Before Tulum, Pia Hagerman lived a bustling metropolitan life in London, where she worked in fashion. Now, Pia has translated her passion for hospitality into escorting guests away from the stress of their own busy lives at Casa Nalum, an exclusive, secluded retreat on the most exquisite stretch of Caribbean Sea.
Many luxury villas promise a return to nature, but few support that promise with land as untouched as that around Casa Nalum. The two-acre estate sits within the Biosphere Reserve of Sian Ka’an, with hundreds of feet of pristine, palm tree-studded beaches and lush vegetation, home to more than 130 species of bird. With ancient canals and ruins nearby, adventurers and history buffs can delve into the area’s Mayan past. Casa Nalum’s commitment to sustainability — it uses sun and wind power to remain a zero-carbon property — reflects the symbiotic relationship between resort and nature, one of caring, connection and discovery.
Pia is also passionate about ensuring every aspect of her work is of the highest quality, with attention to every detail.

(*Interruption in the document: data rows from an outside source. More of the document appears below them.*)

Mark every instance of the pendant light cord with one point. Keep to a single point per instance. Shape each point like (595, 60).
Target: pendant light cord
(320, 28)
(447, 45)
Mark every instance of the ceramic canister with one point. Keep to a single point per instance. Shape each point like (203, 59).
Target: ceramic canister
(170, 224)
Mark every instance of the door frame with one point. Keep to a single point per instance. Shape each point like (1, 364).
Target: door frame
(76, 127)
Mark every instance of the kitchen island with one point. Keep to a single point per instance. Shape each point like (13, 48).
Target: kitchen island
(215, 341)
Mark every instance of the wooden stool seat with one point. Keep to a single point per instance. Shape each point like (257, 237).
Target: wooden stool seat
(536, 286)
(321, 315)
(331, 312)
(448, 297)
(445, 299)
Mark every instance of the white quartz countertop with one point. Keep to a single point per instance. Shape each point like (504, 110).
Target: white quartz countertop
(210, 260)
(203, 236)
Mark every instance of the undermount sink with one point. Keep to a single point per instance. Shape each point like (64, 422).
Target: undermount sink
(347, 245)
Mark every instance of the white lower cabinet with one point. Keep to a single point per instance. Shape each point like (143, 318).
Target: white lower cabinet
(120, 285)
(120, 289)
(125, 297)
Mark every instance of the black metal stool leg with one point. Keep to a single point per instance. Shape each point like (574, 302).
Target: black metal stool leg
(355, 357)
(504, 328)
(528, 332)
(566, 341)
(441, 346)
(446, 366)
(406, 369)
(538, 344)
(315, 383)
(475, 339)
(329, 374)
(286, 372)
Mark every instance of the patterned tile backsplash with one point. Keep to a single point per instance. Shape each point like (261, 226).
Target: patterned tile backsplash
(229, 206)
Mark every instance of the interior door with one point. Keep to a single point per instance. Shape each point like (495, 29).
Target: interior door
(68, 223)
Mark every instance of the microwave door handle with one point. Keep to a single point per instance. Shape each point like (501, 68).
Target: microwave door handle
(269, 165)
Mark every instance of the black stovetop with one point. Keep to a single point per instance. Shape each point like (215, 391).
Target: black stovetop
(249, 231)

From serving fresh, organic local cuisine to employing local staff and using natural products on property, she sets an example for how to create balance and wellness.
What makes the property a unique haven for wellness seekers and luxury travelers, and how did the villa come to be?
Casa Nalum is completely surrounded by nature and has two waterfronts: the Caribbean sea right in front of our private white sandy beach, and the lagoon of Caapechen at the back of the property. It is the perfect place to relax and connect with oneself and nature.
We also promote low impact activities such as snorkeling, sailing, kite-boarding, bird watching and exploration of the local flora and fauna, as well as the archeological sites. There are more than 30 within the reserve.
The villa was conceived back in 2003 as a private sanctuary for friends and family. It opened its doors to discerning travelers seeking to reset and spend quality time with their loved ones, almost always converging to wellness activities. Through the years we made a conscious effort to curate only the best wellness practitioner, and healers to cater exactly to what our guests wish to experience. These services are available to all guests.
How has practicing wellness helped you in your personal life?
Wellness is the only way to move forward for me. It has always been a very important part of my life. Long ago, I came to realize that in order to be well, I had to find balance. I needed this with myself in order to be well with others. Now, it comes naturally to me.
In my view, wellness is a very broad concept. It goes into many layers of our being. One of the most important, if not the most important, is physical health. Without this, we can’t thrive. My main focus is on eating healthy and exercising in a sustainable way. Always listening to my body if I do any excesses, coming back to the basics: balance.
I feel very grateful for the months we spent in quarantine. I used these to be more in contact with my family and the really important people in my life, as well as myself. It taught me what really matters. The world stopped, and we all came back to the basics in our own homes.
Wellness helps us focus on what we value most in life, to be grateful and to share this purpose with other people.
When did you first know you wanted to work in hospitality, and what brought you to Casa Nalum?
Both myself and my husband had busy lives in London, in fashion and banking, respectively. We decided to move to Mexico together. My husband fell in love immediately with Sian Kaan so when we found the opportunity to sustainably develop there, we didn’t hesitate. Back then, Tulum was very, very small.
Then, after we opened Casa Nalum, Vogue and The Financial Times published articles on the property, and we were immediately catapulted into the high end of the villa hospitality market, which was beginning to flourish at the time. We always liked to be good hosts in our personal life, and our unique hospitality approach came spontaneously, so it was relatively easy for us to dive into it. Also our architectural style is unique. We used local elements but built a floor plan that’s truly inviting and encourages a welcoming feel.
As guests begin to travel again, what are the biggest wellness challenges you see them face, and what are your recommendations for overcoming these challenges?
The most challenging issue is for guests to shrug off the accumulated stress. They come in with their “suitcases” full of it — and they leave with their suitcases full of good memories and a little bit of sand! Their faces transform.
It usually takes one night sleep for that to happen and for guests to completely relax. Every guest is unique, and once they get to Casa Nalum, food is one of the most important aspects, so we pay a lot of attention to this. We buy the freshest ingredients, and the staff has been working with us for years, so they’re experienced in what to do. At the end of the day, they are the ones more in contact with the guests. They are the ones to really enhance their experience.
We do a tailored menu for each arrival, and we are open to all food requirements. This is the only way for us. We also have a wellness menu that goes beyond the standard spa treatments and encompasses shaman ceremonies and various types of yoga and meditation, as well as breath work.
In a time like today, it’s so important to connect with each other and with ourselves. Casa Nalum offers exactly that, put everything on one side and connect with what really matters in life: nature, humans and yourself.
What three wellness tips are most essential to you?
First, start your day with a shot of lemon and fresh ginger! Second, have a book to read to always expand your horizons. Finally, practice yoga if you want to get to 80 and be able to move like you’re 40.
What quote most inspires you?
“Small steps in the right direction can turn out to be the biggest step in your life.”